State park in Mendocino County, California, United States

Manchester State Park (also known as Manchester State Beach) is a state park of California, United States. It includes 18000 ft of protected beachfront on the Pacific Ocean in Northern California on State Route 1, 7 mi north of Point Arena. The park features sand dunes, flat grasslands and five miles of gentle, sandy beachfront. The park is noted for steelhead and salmon fishing in the park's two streams, Brush Creek and Alder Creek, as well as the driftwood that collects in the catch basin created by the gently curved coastline. The 5272 acre site was established as a California state park in 1955 and takes its name from Manchester, California, seven miles north of Point Arena.

Aside from the coastal views, Manchester State Beach consists of grazing lands with flocks of sheep, and herds of cattle. Blue Irises, baby blue eyes, lupines, poppies, and sea pinks are featured in the park’s variety of wildflowers. Just off shore, the San Andreas Fault runs into the waters of the park.

From October to April, Humpback whales and Gray whales can be spotted offshore during the annual migration. Right off the coast of Arena Point, experienced divers can dive from boats to view kelp forests and other marine life found in the park's protected waters.

Camping is available on a first come, first served basis. Reservations are required and group campgrounds are available until the 16th of November.

==Marine Protected Areas==
The Point Arena State Marine Reserve & Point Arena State Marine Conservation Area are two marine protected areas that extend offshore from Point Arena. Sea Lion Cove State Marine Conservation Area and Saunders Reef State Marine Conservation Area lie south of Point Arena. Like underwater parks, these marine protected areas help conserve ocean wildlife and marine ecosystems.

==History==
Before European contact, Manchester was the territory of the Pomo people, the native peoples at the time. Over time, the Pomo were gradually integrated into white society.

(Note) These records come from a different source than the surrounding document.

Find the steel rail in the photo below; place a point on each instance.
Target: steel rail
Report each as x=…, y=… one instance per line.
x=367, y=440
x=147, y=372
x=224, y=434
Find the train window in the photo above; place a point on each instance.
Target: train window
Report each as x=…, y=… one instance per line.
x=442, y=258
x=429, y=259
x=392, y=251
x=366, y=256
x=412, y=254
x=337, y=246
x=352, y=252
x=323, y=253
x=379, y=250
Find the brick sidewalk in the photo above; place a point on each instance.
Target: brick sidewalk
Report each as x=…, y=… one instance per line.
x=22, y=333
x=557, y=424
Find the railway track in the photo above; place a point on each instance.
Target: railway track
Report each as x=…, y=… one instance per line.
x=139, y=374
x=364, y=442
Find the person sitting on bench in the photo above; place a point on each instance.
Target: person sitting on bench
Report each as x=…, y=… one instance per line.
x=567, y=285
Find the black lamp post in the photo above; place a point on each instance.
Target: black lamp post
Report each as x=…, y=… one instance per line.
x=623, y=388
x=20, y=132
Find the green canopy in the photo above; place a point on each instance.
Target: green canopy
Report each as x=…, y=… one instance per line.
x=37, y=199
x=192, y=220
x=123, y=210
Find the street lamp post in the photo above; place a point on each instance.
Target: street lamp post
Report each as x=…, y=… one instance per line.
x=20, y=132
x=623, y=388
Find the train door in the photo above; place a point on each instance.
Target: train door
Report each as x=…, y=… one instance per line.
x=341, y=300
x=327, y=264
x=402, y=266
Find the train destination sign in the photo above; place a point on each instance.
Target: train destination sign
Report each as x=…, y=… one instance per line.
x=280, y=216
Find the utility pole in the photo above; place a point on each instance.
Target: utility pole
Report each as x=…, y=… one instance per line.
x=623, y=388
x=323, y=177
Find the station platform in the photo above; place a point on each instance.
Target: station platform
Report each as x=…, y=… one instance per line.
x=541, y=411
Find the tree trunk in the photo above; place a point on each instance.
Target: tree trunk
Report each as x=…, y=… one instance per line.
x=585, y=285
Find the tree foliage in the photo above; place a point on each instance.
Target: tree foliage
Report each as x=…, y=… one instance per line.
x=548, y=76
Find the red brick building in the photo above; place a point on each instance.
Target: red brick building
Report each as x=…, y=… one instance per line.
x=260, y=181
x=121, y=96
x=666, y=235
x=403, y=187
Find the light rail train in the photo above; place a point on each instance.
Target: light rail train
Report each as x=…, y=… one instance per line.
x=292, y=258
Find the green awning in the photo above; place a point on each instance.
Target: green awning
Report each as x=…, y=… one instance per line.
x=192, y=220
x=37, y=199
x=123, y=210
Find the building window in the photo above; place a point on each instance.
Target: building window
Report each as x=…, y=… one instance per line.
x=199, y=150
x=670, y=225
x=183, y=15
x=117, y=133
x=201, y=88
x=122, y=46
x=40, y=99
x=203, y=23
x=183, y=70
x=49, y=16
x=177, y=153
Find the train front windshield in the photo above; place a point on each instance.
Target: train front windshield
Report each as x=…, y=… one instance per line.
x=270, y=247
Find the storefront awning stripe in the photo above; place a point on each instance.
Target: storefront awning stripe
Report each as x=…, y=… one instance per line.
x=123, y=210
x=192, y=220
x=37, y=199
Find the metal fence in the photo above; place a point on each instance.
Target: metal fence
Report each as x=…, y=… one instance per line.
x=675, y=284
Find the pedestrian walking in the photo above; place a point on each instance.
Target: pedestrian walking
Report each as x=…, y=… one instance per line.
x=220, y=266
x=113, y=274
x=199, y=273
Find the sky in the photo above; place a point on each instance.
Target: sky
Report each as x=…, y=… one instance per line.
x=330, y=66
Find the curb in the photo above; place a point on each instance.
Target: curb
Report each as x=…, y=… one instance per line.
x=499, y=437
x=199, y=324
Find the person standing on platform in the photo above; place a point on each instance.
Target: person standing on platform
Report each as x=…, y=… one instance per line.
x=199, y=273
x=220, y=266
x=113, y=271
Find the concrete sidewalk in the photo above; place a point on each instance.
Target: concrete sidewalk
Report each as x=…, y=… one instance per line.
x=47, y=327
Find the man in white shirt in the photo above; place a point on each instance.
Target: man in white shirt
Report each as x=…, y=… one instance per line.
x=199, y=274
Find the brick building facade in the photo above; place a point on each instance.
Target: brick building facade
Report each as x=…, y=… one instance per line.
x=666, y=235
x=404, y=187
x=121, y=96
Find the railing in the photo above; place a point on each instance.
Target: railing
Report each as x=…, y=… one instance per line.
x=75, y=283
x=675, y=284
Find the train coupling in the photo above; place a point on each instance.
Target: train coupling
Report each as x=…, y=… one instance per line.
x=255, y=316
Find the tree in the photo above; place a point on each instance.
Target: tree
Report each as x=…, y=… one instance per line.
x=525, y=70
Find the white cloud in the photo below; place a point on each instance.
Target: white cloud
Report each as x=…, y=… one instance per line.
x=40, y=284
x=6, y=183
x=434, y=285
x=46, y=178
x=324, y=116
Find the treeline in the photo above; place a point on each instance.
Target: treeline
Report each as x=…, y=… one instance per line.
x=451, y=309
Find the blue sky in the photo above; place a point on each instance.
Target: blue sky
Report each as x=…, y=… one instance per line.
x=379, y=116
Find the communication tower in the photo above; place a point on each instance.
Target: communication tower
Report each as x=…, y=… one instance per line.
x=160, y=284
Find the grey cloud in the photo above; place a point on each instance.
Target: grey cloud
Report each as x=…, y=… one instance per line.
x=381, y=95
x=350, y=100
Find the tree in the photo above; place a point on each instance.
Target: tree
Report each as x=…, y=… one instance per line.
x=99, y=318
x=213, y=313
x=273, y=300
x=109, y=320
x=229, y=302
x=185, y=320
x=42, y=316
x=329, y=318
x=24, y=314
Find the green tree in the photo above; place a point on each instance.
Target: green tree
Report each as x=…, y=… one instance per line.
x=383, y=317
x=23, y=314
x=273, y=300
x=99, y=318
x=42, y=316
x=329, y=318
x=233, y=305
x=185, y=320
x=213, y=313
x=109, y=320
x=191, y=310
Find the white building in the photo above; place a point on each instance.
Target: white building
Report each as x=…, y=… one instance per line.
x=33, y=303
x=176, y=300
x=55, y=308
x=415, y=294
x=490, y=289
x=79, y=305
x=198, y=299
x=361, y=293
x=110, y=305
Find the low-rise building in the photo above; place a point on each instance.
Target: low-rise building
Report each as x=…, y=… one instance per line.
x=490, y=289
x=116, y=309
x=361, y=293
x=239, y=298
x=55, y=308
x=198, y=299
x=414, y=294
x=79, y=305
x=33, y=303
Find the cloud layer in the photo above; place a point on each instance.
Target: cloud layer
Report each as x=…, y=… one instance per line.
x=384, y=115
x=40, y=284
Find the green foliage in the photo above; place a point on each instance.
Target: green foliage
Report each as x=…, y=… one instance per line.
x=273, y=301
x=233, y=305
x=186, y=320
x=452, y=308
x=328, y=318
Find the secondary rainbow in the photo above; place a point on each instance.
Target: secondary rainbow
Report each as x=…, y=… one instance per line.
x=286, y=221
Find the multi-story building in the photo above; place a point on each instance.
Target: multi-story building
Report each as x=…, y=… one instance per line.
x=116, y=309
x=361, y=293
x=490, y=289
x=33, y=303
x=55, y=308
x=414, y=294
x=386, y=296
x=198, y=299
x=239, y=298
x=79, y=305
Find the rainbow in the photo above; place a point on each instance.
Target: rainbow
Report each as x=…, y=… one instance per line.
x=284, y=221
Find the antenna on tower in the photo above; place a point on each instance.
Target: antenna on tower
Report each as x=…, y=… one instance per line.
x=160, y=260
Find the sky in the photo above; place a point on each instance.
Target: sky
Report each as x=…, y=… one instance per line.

Manchester State Park was one of 70 California state parks proposed for closure by July 2012 as part of a deficit reduction program. It was previously one of many state parks threatened with closure in 2008. Those closures were ultimately avoided by cutting hours and maintenance system-wide.

==Climate==
Temperatures range from a high of 72 degrees Fahrenheit to a low of 50 degrees Fahrenheit. The park experiences heavy rainfall from September to May with evening fog common throughout the summer months. There are strong winds year-round and warm clothing is recommended.

==Visiting the Park==
The hike to Alder Creek is a five-mile round trip hike consisting of walks along the beach and through the woods. Arriving at Alder Creek, many waterfowl and spawning salmon can be seen depending on the time of year. Throughout the year, strong winds blast the park's bluffs and beaches. Hikers are advised to check the wind report before planning a trip to Manchester State Beach.
As a visitor to the park, expect to see a vast driftwood collection along the coastline of the park. Hikers and visitors will find themselves climbing over piles of driftwood scattered across the beach. Near the park’s south boundary, people can go on tours of the historic Pt. Arena Lighthouse built in 1870. The beach is complemented by an upland area that offers visitors loop trails that venture alongside ponds, through dark sand, and up and around bluffs and dunes.
The main trailhead can be accessed seven-miles north of Point Arena on Kinney road where the park provides signage to direct visitors to the trailheads.

Throughout the park, unique wind shelters built out of driftwood, by beach-goers, are featured alongside the bluffs and along the beach. A connector trail can be taken to Alder Creek where a condemned beach house can be seen and explored a half mile into the trail.